Today, every kill was 100' or under... the cold weather really seems to play havoc with the flatband's power. I tried to use some of the solid rubbers for a little while today, but haven't quite got the knack of them yet.

Jack's bowing to the Master... he finished off a couple of birds himself as well though... note the grackle feathers next to the water hose he decided to destroy for the fun of it.


----------



## dmy89 (Jan 11, 2011)

Murderer!!! haha just kidding. good shooting Bill!


----------



## Aeroflot (Oct 3, 2010)

Good stuff Bill. Thanks for sharing.


----------



## philly (Jun 13, 2010)

Nice shooting Bill. What are you shooting? Lead or steel?
Philly


----------



## jmplsnt (Jan 1, 2010)

Great shooting and an excellent display of both the slingshot and shooter operating it.

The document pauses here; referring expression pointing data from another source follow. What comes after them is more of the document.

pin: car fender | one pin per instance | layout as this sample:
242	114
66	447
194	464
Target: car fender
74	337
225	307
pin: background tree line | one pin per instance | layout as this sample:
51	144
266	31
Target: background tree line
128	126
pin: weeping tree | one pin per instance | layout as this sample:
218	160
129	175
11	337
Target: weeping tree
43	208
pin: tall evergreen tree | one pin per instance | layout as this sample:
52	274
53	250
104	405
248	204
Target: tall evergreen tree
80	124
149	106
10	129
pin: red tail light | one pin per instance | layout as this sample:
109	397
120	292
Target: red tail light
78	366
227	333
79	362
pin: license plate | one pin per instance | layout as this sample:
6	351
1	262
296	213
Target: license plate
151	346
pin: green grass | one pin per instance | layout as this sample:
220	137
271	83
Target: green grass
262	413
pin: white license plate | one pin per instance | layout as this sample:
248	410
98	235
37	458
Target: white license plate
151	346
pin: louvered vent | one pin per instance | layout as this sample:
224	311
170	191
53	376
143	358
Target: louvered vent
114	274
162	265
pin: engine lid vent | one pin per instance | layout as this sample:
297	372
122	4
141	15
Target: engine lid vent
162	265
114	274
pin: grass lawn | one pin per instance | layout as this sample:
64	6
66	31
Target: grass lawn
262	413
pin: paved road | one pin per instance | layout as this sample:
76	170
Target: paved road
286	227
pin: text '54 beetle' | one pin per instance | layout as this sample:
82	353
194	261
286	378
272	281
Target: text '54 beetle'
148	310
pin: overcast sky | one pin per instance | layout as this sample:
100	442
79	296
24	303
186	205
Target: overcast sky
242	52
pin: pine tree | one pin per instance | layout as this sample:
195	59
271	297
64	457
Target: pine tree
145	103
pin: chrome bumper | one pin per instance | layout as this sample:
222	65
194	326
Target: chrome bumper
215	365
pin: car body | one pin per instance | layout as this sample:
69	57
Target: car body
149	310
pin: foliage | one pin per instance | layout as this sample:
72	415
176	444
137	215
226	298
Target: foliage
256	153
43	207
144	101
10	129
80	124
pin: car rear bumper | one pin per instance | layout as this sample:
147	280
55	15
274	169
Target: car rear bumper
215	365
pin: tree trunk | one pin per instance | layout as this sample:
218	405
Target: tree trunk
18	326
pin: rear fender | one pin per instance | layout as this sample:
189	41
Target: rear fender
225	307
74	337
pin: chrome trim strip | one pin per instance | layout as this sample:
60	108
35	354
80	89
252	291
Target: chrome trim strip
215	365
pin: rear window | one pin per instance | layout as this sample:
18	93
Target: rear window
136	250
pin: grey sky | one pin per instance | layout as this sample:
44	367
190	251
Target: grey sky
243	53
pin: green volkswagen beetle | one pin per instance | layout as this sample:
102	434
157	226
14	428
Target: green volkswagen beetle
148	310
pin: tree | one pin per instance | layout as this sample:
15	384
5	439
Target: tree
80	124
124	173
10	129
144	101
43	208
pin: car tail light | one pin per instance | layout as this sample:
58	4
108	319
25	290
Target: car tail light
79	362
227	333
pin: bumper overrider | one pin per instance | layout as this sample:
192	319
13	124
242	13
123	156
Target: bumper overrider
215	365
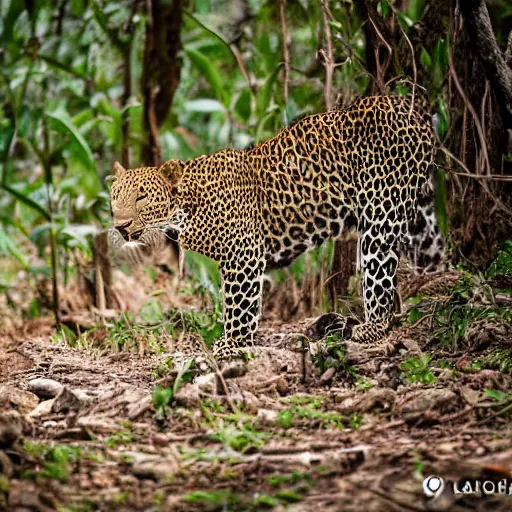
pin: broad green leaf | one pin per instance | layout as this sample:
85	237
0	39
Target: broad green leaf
64	124
243	104
211	74
8	246
415	9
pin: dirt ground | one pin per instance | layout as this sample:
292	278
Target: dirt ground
81	429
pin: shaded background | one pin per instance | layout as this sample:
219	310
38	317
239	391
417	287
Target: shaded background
84	83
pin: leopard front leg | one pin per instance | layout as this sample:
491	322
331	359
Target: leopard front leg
379	256
379	260
138	251
241	294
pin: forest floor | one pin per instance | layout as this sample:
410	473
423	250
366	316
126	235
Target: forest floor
84	428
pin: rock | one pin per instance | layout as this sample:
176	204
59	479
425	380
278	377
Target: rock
137	409
11	428
234	369
42	409
356	353
206	383
267	416
374	398
45	388
66	401
17	399
282	386
327	375
429	399
154	466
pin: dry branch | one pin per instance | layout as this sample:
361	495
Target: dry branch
481	35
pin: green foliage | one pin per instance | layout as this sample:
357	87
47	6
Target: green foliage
55	462
418	369
307	408
502	265
163	396
241	440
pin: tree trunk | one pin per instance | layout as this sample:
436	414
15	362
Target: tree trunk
161	70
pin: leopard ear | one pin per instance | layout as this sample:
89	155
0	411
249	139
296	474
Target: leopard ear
172	170
119	170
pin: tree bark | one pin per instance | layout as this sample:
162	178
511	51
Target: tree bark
161	72
481	36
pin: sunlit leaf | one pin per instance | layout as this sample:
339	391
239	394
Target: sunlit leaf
210	73
63	124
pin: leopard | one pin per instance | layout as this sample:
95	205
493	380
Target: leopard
361	167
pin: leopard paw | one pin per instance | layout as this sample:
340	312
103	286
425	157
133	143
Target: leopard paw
329	324
225	352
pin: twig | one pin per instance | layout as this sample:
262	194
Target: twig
328	60
386	44
241	65
286	56
414	69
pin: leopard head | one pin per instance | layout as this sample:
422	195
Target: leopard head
146	197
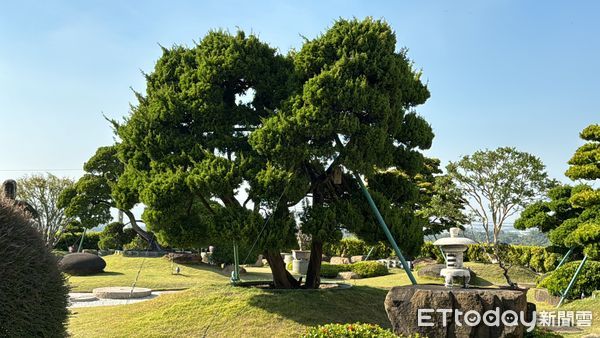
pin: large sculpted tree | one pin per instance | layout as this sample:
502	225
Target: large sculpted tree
91	198
351	114
186	152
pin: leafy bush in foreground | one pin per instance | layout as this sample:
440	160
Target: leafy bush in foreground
363	269
33	294
355	330
587	282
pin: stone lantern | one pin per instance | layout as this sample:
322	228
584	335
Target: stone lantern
453	248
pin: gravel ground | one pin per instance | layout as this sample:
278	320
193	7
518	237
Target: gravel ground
78	299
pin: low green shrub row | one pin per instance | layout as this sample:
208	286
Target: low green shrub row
356	330
356	247
363	269
587	282
90	241
537	258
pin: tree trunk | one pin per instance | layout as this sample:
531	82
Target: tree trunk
313	276
148	237
282	279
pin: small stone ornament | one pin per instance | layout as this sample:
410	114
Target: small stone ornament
454	248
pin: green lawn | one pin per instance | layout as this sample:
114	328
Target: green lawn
211	305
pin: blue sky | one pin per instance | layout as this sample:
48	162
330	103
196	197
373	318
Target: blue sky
501	73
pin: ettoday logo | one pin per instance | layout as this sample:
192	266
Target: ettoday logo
474	318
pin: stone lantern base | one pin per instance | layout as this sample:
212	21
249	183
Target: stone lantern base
435	302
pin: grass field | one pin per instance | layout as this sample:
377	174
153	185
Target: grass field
212	308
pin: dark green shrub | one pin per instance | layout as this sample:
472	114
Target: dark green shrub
33	294
137	244
428	250
90	241
114	236
356	330
356	247
331	270
369	269
587	282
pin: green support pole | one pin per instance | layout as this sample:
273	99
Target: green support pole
369	254
562	261
81	241
386	230
235	274
566	293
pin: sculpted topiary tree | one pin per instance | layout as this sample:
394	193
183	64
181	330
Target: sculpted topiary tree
91	198
571	215
351	113
185	146
585	165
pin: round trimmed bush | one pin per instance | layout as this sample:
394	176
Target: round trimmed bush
331	270
82	264
357	330
33	292
587	282
369	269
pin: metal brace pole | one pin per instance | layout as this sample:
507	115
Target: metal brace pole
562	261
386	230
235	274
572	282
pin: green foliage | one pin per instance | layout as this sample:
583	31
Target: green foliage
428	250
137	244
42	192
356	247
354	330
587	282
352	112
90	241
499	183
369	269
33	293
331	270
113	236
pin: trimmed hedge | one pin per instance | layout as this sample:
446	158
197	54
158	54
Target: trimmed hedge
356	330
587	282
90	241
331	270
356	247
363	269
33	292
537	258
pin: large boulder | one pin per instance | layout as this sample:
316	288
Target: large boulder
339	260
82	264
404	305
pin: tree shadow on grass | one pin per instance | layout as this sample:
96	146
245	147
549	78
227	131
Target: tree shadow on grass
356	304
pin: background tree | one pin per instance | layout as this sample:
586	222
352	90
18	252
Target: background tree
351	113
498	184
42	193
442	202
90	199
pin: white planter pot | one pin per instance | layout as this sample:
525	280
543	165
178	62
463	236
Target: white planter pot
301	254
300	266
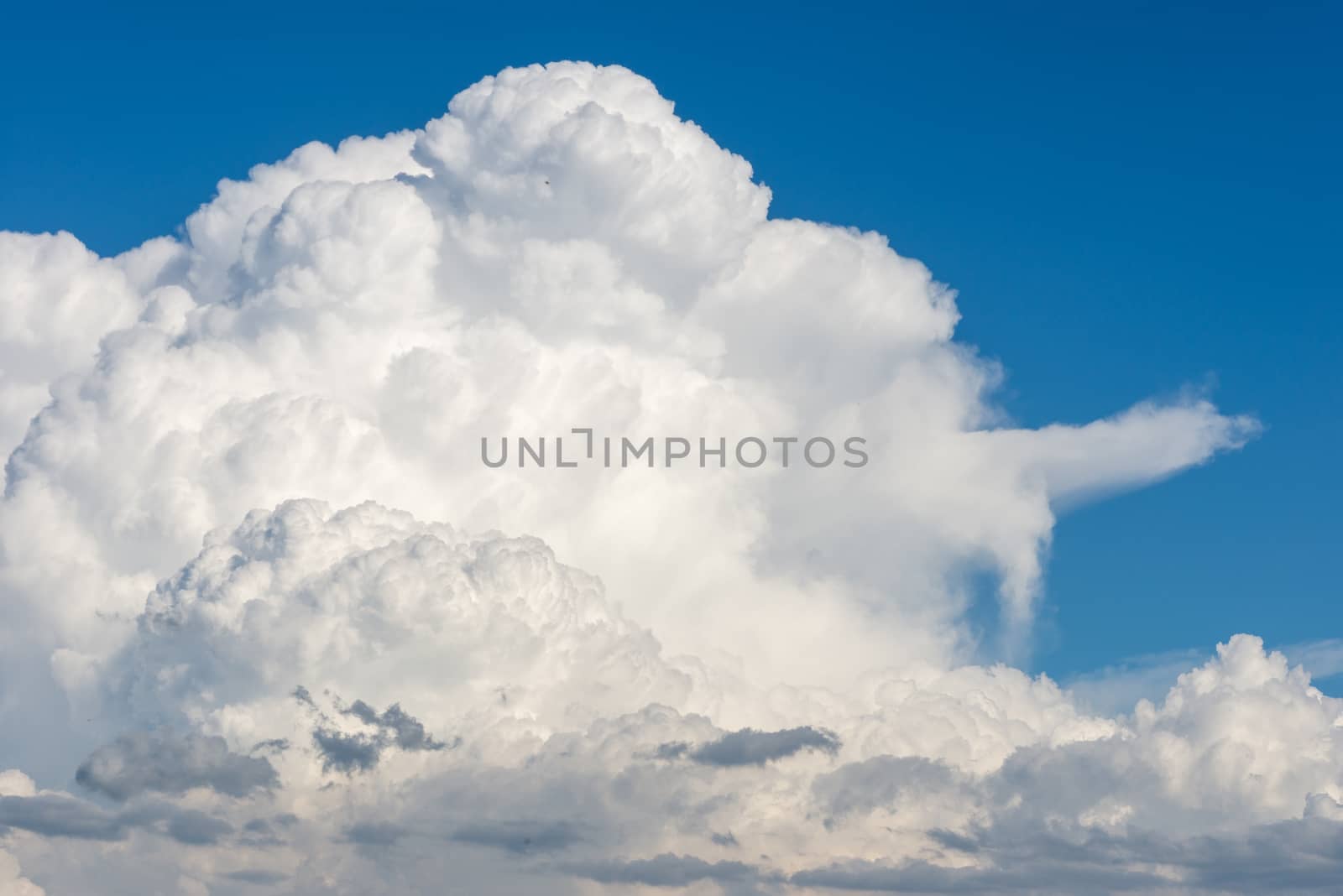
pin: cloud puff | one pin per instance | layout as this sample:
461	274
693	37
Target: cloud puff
749	748
331	337
170	763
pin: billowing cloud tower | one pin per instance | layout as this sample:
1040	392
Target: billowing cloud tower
270	624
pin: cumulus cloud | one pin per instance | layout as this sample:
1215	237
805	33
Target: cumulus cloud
171	763
749	748
243	487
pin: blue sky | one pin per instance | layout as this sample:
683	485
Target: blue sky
1128	199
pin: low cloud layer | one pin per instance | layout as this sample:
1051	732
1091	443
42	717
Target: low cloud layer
268	624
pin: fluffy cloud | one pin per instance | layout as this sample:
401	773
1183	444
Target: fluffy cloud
234	667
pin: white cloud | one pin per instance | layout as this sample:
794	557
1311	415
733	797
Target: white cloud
713	679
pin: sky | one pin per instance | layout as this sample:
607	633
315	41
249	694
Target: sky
1130	201
269	275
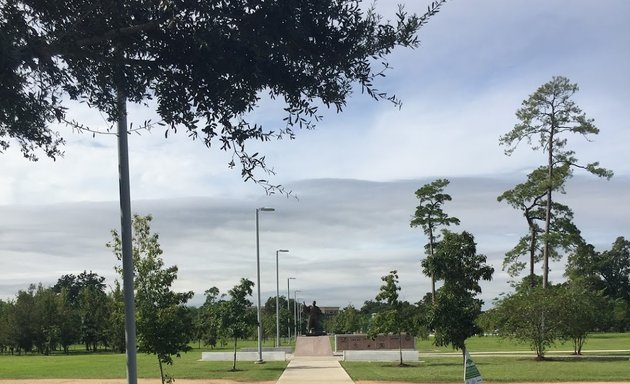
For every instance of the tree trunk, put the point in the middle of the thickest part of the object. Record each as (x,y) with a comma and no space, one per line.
(431,240)
(400,348)
(234,359)
(161,369)
(532,250)
(548,209)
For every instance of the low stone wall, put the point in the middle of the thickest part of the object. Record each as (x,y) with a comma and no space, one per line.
(243,356)
(380,355)
(360,342)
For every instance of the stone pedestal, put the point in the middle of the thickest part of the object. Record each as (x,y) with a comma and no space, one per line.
(312,346)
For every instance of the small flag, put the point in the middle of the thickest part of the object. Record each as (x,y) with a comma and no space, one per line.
(471,373)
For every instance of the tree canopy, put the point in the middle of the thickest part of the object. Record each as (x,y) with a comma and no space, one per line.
(205,64)
(546,118)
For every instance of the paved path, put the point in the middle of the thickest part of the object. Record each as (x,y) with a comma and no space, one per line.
(314,369)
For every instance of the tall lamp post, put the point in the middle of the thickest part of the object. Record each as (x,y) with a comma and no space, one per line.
(289,308)
(277,298)
(295,315)
(263,209)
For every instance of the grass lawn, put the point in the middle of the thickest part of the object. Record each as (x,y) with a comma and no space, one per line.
(496,369)
(595,341)
(595,365)
(113,365)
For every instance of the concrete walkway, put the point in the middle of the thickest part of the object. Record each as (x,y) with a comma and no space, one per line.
(314,369)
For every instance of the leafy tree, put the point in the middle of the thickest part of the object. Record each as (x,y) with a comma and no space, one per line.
(116,321)
(533,315)
(530,198)
(348,320)
(608,270)
(164,323)
(206,64)
(25,320)
(582,313)
(398,317)
(69,321)
(546,118)
(456,307)
(430,216)
(237,315)
(210,313)
(47,318)
(85,294)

It appears to me that Jack the Dog has an excellent life, is well-cared for, and has a pretty good time on the farm.

I really, really love your tales of grackle destruction! I've killed my share of them with a slingshot.


----------



## Bill Hays (Aug 9, 2010)

philly said:


> Nice shooting Bill. What are you shooting? Lead or steel?
> Philly


That day I just grabbed a handful of 3/8" steel bearings to shoot with. The .38 cal lead penetrates better... but 3/8" steel costs less and is more than adequate for killing grackles on down.... which is pretty much what I do most of my "hunting" shooting on. If I were to head out to the woods, I'd probably take along some .44 call lead as well, in case a rabbit or something along that size were to come out.
Anything much larger than a rabbit, I probably wouldn't use a slingshot on.


----------



## frogman (Nov 11, 2010)

Good shooting Bill. The birds are always hard as you usually only get one good look. A true testament to your shooting skill...Frogman


----------



## BaneofSmallGame (Sep 22, 2010)

Great shooting once again and thanks for sharing with that neat picture collage. Eradicate those grackles, the real rats of the sky. In my area there is a flock of hundreds of thousands (crows) that move from town to town, back and forth, each time getting pushed out by some drastic measure from the city. It's a shame they are so intelligent and quick to take flight......otherwise I'd help the effort a bit....









That is a beautiful pup too, I'm sure he does his job well.....he also shares the same name as my dog, I like a one syllable name. Sometimes I wish he was a hunter as opposed to a herder, sometimes I see flashes of beagle, it's okay, I still love him









Cheers - John


----------